Anehnya Kebijakan AS, Cabut Sayembara Rp162 Miliar Bos HTS tapi Statusnya Masih Teroris

Anehnya Kebijakan AS, Cabut Sayembara Rp162 Miliar Bos HTS tapi Statusnya Masih Teroris

Global | sindonews | Minggu, 22 Desember 2024 - 08:16
share

Pemerintah Amerika Serikat (AS) telah mencabut tawaran hadiah USD10 juta (lebih dari Rp162 miliar) untuk informasi yang mengarah pada penangkapan pemimpin Hayat Tahrir al-Sham (HTS) Ahmed Hussein al-Sharaa alias Abu Mohammad al-Julani.

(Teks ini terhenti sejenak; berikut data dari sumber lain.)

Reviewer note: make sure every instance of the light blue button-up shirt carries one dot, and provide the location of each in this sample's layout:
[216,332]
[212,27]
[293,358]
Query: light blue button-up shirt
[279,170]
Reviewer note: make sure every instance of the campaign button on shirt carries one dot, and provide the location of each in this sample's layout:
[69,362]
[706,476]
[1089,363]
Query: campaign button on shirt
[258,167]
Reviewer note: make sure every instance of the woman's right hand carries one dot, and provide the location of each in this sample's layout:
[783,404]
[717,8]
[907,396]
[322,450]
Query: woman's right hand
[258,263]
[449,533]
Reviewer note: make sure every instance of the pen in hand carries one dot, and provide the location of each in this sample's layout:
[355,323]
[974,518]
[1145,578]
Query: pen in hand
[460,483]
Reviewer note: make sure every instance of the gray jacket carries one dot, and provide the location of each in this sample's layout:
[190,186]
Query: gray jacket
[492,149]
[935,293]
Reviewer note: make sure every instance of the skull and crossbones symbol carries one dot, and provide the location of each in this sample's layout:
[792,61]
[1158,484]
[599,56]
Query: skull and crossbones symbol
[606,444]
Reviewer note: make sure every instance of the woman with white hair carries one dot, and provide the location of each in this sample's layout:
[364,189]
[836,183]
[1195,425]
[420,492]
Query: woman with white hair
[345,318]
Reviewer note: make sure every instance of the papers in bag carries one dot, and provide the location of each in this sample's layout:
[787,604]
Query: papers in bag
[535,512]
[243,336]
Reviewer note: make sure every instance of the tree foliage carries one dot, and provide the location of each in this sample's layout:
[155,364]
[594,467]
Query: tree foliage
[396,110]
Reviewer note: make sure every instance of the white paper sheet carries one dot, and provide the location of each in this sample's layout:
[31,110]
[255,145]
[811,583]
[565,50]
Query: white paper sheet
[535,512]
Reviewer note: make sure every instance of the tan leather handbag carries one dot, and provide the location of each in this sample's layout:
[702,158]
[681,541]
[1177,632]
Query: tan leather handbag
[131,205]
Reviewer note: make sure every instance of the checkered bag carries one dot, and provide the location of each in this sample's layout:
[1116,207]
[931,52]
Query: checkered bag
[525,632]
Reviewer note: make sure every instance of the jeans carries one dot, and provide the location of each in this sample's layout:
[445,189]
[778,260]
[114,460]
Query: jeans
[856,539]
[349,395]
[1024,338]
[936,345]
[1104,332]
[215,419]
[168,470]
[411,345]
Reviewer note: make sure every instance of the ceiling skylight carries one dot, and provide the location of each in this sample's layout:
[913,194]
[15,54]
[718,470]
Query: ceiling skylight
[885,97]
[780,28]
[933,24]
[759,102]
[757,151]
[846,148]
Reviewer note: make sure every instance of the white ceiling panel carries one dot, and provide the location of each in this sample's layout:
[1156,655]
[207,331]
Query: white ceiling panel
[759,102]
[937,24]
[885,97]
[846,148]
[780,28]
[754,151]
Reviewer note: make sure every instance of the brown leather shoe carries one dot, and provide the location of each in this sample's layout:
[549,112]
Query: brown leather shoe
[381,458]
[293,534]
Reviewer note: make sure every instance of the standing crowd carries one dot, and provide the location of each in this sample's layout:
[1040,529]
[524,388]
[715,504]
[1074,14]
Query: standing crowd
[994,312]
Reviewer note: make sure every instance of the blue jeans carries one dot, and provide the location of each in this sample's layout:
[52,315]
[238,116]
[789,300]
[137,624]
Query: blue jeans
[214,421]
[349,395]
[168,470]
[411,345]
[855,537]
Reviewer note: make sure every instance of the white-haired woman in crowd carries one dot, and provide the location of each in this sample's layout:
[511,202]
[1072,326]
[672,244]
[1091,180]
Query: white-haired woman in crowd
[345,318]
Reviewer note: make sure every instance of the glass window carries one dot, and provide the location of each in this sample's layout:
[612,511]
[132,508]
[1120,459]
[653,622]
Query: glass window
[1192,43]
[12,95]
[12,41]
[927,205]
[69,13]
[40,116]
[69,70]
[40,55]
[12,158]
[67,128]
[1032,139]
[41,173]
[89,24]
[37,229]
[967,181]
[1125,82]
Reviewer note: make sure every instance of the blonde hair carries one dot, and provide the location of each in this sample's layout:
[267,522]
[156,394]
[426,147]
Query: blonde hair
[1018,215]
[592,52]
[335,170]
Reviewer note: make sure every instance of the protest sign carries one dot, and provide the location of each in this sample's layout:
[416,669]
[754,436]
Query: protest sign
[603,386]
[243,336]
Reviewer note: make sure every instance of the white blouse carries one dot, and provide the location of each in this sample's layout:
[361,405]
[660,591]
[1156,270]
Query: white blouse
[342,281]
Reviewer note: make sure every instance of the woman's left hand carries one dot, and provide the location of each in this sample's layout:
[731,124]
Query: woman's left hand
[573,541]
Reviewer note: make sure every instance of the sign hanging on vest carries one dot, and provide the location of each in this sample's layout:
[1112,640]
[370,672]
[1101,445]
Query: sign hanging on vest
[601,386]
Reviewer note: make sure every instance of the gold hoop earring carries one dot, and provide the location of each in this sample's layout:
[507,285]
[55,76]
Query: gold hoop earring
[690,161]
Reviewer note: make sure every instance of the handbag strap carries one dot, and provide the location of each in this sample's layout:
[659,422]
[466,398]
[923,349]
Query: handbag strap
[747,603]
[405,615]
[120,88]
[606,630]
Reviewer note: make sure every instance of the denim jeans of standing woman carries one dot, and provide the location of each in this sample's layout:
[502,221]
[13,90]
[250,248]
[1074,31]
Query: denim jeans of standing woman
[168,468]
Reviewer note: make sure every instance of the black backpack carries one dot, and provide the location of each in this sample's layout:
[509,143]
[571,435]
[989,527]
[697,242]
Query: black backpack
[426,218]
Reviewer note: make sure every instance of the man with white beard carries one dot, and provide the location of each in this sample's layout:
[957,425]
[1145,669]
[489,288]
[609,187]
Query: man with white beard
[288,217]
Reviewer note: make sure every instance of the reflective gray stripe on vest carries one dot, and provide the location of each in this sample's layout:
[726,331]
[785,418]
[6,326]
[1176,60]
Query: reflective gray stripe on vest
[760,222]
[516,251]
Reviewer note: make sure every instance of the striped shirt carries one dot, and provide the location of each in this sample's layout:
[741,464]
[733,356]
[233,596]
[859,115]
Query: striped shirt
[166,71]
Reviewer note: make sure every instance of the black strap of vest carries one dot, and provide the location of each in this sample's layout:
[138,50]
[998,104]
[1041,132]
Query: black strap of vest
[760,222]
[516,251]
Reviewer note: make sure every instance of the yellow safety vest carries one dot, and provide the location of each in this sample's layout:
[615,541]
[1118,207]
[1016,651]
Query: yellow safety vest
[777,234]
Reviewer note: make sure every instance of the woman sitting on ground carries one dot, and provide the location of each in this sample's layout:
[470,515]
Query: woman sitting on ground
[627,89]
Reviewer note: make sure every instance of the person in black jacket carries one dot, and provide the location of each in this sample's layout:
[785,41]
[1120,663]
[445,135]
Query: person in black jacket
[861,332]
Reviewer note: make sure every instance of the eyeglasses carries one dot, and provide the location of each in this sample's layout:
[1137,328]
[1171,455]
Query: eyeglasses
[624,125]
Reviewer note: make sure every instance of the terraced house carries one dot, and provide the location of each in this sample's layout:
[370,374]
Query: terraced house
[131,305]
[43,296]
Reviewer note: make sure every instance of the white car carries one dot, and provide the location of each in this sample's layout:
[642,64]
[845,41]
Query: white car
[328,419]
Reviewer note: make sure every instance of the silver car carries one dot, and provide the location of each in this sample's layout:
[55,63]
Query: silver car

Keputusan itu diambil Washington karena bos HTS tersebut menjadi pemimpin baru Suriah setelah menggulingkan rezim pemerintah Presiden Bashar al-Assad.

Langkah ini aneh, karena AS masih menetapan HTS sebagai organisasi teroris asing dan sanksi yang berasal dari penetapan ini masih berlaku.

Sayembara berhadiah itu dibatalkan menyusul pertemuan delegasi Washington dengan pimpinan HTS di Damaskus pada hari Jumat.

Awal bulan ini, pasukan oposisi Suriah yang dipimpin oleh HTS melancarkan serangan mendadak di seluruh negeri Suriah dan menggulingkan rezim Assad. Presiden terguling itu kemudian melarkan diri ke Rusia.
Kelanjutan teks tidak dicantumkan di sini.